I left my village on the 27th of March. The first day I arrived in my village was really difficult, but this was clearly worse. I am leaving for many reasons, but mostly because I want to pursue medical school to obtain skills that will allow me to do greater good. My biggest regret was that I couldn't do much to really help my village, that they didn't need me in the first place, and that I did not have many skills to offer anyway. I am leaving to try to rectify that. However, while being so "work focused," I definitely underestimated the "culture" side. My host family has been amazing. They have been my friends, and really, my family here. I have seen their kids grow up. And one of the hardest parts is, I may never see them again. The morning I left, we shook hands with our left hands, a promise that we will see each other again. The women also asked me to forgive them if they had done me any harm, and I did the same. Crying is not very acceptable in this culture, but tears were shed.

I have finally made it to Dakar and am slowly getting used to the idea that I am actually going home -- and not just for vacation. My flight is on April 9th. The ride from Tamba to Dakar was the usual 12 hours; it was therapeutic to watch the scenery change (and see the temperature drop below 100 for once). Now in Dakar, it is starting to feel more like home. I have gone to the French bakery down the road several times. I went to the pool and the beach and have spoken more French than Bambara. I haven't worn my "village clothes" in a week. I have slept in a room with air conditioning for the first time in Senegal. I have almost spent all my money. I have said goodbye to other volunteers, who have been my second family here in Senegal.

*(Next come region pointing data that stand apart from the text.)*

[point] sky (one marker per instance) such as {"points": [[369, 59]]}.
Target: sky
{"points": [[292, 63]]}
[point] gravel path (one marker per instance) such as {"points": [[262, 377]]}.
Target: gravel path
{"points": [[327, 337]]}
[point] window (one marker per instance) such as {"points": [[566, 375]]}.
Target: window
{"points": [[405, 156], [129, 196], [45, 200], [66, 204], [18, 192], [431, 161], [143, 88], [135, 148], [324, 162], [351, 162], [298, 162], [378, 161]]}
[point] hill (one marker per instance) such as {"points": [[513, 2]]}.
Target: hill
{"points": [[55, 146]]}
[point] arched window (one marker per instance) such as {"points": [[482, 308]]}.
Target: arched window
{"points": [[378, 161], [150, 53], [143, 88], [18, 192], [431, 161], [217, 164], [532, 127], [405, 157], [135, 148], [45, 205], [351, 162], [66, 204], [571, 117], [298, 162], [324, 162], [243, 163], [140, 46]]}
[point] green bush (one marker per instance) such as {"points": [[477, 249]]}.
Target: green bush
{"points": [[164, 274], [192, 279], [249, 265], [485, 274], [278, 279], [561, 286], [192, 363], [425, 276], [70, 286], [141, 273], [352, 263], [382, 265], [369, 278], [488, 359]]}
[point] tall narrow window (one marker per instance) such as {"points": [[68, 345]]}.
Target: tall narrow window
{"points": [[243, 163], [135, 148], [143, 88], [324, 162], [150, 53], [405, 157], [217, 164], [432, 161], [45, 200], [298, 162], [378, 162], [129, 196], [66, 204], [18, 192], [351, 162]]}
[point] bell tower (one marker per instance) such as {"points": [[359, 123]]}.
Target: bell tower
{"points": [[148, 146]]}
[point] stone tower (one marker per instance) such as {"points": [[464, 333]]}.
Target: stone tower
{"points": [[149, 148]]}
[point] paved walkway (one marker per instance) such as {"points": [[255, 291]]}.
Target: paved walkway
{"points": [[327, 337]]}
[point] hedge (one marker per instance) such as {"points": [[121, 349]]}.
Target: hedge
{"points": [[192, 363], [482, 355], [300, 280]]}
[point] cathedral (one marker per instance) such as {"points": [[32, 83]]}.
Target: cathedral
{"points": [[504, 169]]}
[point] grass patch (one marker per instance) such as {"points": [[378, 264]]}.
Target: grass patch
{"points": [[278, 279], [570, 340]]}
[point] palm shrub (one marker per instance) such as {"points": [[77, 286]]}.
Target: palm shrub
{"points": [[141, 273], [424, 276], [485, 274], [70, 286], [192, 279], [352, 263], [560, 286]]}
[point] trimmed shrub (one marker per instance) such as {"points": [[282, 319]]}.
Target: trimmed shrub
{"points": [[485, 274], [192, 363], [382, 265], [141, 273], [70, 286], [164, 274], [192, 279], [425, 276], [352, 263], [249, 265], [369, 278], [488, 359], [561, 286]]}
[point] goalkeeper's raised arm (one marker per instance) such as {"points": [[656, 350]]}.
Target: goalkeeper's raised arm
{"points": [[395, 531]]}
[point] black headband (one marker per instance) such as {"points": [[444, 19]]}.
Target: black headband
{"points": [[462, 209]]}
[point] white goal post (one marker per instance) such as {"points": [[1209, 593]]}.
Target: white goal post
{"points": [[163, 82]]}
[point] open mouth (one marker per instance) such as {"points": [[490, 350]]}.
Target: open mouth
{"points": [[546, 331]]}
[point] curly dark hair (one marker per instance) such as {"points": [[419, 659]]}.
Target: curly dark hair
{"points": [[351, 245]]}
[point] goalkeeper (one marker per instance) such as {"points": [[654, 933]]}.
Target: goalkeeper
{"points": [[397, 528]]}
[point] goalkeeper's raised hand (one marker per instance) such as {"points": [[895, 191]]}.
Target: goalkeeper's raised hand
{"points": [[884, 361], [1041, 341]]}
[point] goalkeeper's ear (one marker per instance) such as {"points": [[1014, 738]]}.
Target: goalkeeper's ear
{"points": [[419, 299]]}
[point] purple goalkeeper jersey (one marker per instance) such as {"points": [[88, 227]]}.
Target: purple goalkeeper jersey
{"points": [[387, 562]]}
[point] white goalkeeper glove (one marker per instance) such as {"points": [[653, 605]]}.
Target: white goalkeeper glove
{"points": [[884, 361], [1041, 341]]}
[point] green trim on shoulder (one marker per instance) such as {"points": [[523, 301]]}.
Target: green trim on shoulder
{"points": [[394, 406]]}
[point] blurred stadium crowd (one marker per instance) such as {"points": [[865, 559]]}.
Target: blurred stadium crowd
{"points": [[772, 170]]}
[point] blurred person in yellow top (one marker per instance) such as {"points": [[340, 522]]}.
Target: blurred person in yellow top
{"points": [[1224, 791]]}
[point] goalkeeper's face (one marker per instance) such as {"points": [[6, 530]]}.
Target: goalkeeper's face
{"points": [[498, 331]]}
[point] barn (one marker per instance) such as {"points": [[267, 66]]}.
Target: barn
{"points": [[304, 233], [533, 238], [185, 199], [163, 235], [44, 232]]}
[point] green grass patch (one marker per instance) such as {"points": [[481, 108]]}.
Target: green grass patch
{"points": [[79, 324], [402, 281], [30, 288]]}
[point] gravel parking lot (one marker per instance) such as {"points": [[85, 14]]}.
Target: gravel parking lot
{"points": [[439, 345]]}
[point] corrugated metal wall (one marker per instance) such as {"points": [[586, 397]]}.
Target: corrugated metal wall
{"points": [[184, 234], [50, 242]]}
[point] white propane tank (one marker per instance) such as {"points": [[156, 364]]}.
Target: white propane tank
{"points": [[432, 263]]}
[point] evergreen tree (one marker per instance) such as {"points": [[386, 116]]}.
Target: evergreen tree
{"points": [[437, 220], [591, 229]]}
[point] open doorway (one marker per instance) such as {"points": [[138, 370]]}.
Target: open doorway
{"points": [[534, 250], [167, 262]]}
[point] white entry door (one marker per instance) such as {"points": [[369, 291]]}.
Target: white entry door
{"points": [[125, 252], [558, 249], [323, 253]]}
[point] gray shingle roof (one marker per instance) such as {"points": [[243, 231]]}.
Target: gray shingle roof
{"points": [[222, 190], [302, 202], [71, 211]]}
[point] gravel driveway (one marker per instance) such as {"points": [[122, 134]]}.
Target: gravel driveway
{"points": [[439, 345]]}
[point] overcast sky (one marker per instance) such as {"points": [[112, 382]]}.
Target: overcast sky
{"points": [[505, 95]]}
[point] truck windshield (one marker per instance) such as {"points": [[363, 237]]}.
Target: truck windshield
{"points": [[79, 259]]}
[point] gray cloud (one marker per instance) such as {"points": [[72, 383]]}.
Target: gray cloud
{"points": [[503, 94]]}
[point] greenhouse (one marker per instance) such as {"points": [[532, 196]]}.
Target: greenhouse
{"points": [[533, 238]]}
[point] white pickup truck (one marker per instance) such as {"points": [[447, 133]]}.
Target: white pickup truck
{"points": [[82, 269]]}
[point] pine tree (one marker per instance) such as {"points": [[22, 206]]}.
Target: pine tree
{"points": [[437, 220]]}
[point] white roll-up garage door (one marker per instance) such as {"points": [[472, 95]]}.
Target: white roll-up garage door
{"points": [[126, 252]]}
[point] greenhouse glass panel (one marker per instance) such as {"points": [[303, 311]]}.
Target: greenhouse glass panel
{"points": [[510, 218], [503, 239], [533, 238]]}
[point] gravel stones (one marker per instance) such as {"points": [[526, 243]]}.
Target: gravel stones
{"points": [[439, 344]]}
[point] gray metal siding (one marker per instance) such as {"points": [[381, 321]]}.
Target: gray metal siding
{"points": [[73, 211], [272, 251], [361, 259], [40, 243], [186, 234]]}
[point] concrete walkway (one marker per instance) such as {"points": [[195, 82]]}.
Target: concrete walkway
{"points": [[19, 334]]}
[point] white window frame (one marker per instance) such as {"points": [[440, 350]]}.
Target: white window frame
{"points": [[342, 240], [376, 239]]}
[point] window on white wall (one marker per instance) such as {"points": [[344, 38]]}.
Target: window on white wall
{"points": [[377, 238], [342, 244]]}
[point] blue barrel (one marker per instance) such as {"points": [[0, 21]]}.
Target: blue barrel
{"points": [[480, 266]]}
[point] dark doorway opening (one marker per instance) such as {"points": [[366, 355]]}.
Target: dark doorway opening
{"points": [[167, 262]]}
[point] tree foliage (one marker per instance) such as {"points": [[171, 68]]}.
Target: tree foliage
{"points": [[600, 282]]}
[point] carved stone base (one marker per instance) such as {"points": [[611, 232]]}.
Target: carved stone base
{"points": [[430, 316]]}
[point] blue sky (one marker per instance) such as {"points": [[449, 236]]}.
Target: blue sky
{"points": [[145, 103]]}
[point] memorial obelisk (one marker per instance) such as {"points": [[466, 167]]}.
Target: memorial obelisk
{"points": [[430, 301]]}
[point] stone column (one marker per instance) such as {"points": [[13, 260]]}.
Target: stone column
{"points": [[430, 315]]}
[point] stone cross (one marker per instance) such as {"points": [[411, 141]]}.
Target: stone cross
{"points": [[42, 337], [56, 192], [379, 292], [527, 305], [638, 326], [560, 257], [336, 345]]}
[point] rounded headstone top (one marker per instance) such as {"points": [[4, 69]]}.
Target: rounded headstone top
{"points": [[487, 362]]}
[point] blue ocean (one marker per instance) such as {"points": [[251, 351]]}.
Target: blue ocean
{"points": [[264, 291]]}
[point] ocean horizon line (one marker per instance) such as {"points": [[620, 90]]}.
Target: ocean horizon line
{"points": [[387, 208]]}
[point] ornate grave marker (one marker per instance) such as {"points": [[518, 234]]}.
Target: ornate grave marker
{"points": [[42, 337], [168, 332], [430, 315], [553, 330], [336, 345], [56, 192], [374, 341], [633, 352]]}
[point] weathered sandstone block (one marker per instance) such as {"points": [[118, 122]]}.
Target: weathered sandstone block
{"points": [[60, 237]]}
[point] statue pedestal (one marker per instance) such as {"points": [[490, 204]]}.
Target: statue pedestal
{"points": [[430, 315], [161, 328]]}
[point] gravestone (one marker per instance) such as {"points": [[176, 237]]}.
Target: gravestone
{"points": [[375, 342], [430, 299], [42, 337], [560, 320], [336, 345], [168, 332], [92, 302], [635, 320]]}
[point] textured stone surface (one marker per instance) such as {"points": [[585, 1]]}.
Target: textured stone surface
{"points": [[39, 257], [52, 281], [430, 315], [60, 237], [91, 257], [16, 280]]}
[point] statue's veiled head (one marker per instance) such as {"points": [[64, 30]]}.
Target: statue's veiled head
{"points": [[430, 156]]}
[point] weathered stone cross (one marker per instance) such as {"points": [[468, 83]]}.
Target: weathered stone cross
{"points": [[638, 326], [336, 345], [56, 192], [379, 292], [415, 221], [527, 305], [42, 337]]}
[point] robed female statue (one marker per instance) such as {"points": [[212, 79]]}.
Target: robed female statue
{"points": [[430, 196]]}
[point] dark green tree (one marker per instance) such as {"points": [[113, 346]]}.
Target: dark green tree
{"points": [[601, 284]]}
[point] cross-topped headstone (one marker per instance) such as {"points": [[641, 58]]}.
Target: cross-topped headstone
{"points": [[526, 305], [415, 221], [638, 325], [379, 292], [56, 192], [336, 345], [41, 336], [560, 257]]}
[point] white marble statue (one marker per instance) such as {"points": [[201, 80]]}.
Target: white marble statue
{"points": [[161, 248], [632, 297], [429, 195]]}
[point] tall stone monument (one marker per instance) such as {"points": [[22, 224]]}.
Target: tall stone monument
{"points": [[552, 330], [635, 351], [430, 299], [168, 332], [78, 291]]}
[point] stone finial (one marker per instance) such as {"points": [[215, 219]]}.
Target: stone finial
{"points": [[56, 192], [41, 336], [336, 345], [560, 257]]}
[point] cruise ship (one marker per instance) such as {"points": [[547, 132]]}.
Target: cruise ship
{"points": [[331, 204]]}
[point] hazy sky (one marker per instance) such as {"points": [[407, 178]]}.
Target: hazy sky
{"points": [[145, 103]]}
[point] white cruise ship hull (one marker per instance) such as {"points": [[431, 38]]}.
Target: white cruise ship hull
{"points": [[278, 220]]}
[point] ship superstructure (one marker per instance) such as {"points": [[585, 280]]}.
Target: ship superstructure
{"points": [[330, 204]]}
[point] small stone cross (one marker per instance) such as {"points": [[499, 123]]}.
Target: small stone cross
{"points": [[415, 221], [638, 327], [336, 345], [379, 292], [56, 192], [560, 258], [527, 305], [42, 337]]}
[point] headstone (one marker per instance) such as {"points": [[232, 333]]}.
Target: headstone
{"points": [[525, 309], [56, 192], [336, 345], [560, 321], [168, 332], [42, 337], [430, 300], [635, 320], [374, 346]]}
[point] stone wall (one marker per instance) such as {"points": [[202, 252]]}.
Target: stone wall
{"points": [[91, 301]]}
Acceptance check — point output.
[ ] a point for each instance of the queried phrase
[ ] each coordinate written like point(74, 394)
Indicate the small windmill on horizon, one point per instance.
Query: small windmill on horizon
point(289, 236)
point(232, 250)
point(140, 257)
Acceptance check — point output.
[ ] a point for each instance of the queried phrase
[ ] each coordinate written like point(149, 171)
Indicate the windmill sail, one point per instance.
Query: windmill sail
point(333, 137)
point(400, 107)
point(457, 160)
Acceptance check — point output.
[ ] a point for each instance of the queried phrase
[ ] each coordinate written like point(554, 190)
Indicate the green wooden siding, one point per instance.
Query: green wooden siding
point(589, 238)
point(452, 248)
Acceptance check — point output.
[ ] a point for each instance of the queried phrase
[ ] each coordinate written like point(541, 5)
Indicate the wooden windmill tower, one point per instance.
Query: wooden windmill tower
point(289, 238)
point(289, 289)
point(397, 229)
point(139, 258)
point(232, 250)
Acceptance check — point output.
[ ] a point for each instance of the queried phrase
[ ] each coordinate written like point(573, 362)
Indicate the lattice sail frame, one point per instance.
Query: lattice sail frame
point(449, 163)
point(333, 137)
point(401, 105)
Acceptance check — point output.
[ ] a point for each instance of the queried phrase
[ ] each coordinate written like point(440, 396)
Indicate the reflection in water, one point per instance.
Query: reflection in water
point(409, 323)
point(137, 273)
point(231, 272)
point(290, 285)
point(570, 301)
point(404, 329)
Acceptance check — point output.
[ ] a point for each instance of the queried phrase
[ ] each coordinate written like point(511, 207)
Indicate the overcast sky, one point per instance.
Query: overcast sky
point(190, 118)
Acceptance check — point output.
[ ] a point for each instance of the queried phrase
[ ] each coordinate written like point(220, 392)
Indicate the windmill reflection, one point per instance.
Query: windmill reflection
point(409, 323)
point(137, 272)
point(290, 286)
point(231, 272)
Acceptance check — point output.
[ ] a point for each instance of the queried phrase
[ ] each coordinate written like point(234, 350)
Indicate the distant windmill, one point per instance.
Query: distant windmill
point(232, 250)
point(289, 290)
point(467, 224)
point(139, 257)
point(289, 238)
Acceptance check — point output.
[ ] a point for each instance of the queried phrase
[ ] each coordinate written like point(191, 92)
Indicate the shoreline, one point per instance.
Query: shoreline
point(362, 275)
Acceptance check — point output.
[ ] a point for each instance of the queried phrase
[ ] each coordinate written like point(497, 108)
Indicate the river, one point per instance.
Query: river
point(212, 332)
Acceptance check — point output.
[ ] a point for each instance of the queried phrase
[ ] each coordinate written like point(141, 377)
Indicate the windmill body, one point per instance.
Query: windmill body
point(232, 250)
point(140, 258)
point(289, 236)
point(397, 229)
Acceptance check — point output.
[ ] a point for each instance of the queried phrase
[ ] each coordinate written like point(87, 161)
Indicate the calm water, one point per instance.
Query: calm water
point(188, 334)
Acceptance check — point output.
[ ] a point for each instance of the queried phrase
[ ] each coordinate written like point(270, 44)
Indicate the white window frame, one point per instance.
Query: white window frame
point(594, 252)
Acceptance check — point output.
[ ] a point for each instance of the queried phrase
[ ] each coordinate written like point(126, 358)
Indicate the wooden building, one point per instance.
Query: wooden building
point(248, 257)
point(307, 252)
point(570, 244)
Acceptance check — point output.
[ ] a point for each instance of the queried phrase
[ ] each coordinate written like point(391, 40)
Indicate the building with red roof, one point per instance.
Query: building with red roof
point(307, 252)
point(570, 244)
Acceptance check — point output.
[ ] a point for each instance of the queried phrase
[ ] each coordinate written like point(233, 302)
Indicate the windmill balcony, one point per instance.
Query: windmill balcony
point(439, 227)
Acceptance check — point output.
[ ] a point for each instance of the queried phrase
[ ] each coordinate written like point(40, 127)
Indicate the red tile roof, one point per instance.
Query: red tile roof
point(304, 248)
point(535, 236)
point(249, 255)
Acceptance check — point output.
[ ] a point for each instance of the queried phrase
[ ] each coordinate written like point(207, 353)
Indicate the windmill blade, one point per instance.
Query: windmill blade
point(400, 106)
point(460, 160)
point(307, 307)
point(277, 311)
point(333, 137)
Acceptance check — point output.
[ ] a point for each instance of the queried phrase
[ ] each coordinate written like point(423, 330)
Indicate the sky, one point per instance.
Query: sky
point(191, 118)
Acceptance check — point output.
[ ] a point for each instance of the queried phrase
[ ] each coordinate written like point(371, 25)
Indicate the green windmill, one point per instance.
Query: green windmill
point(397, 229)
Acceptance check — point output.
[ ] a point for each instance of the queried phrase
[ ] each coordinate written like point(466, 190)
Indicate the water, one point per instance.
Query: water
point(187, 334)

To end this entry, I'm going to take a quote from a quick read that I really enjoyed, Eat, Pray, Love: "In the end, though, maybe we must all give up trying to pay back the people in this world who sustain our lives. In the end, maybe it's wiser to surrender before the miraculous scope of human generosity and to just keep saying thank you forever and sincerely, for as long as we have voices."

To those back home who have written and called and supported me, thank you. To my fellow volunteers and friends, thank you. To my village and Dansoxo kunda, Mao, Vieux and Bayo, Nynjarro and Nantie, Ndiaye, Khadi, Mama, Mydiarra and Fatou, all my little brothers and sisters, thank you.


My kids' hands on the wall of my hut.

1 comment:

Schmads said...

Awe, this entry practically brought tears to my eyes. I can hardly imagine all the emotions that you experienced through all the different transitions. What a powerful experience! I hope all is well in Boston!